Location: Children's Nutrition Research CenterTitle: Epigenomic profiling indicates a role for DNA methylation in early postnatal liver development) Author
Submitted to: Human Molecular Genetics
Publication Type: Peer reviewed journal
Publication Acceptance Date: 5/18/2009
Publication Date: 5/20/2009
Citation: Waterland, R., Kellermayer, R., Rached, M., Tatevian, N., Gomes, M.V., Zhang, J., Zhang, L., Chakravarty, A., Zhu, W., Laritsky, E., Zhang, W., Wang, X., Shen, L. 2009. Epigenomic profiling indicates a role for DNA methylation in early postnatal liver development. Human Molecular Genetics. 18(16):3026-3038. Interpretive Summary: During postnatal life, the liver undergoes developmental maturation, meaning it gradually begins to express different genes to prepare it for the metabolic demands of adulthood. This study evaluated the role of DNA methylation in mediating these developmental changes in gene expression. DNA methylation is the addition of a methyl (CH3) group to cytosine, of one of the base “building blocks” of DNA. This modification provides an additional level of information, above the DNA sequence information. Our study identified genes that undergo changes in DNA methylation in mouse liver DNA from late fetal life to early postnatal (age 21 days). We found that changes in DNA methylation are usually correlated with changes in gene expression in the liver, indicating that developmental changes in DNA methylation are somehow contributing to the stable regulation of developmental changes in gene expression.

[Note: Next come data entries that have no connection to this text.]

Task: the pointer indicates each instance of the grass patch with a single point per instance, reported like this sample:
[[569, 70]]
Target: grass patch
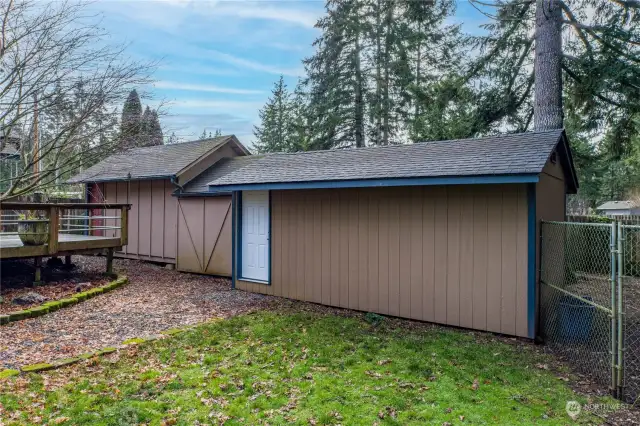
[[302, 368]]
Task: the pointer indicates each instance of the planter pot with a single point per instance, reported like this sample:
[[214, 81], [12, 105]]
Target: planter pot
[[33, 232]]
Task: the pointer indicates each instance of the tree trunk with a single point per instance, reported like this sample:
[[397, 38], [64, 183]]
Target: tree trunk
[[378, 56], [359, 112], [548, 72], [416, 110], [387, 71]]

Technical Abstract: The question of whether DNA methylation contributes to the stabilization of gene expression patterns in differentiated mammalian tissues remains controversial. Using genome-wide methylation profiling, we screened 3757 gene promoters for changes in methylation during postnatal liver development to test the hypothesis that developmental changes in methylation and expression are temporally correlated. We identified 31 genes that gained methylation and 111 that lost methylation from embryonic day 17.5 to postnatal day 21. Promoters undergoing methylation changes in postnatal liver, tended not to be associated with CpG islands. At most, genes studied developmental changes in promoter methylation were associated with expression changes, suggesting both that transcriptional inactivity attracts de novo methylation, and that transcriptional activity can override DNA methylation and successively induce developmental hypomethylation. These in vivo data clearly indicate a role for DNA methylation in mammalian differentiation, and provide the novel insight that critical windows in mammalian developmental epigenetics extend well beyond early embryonic development.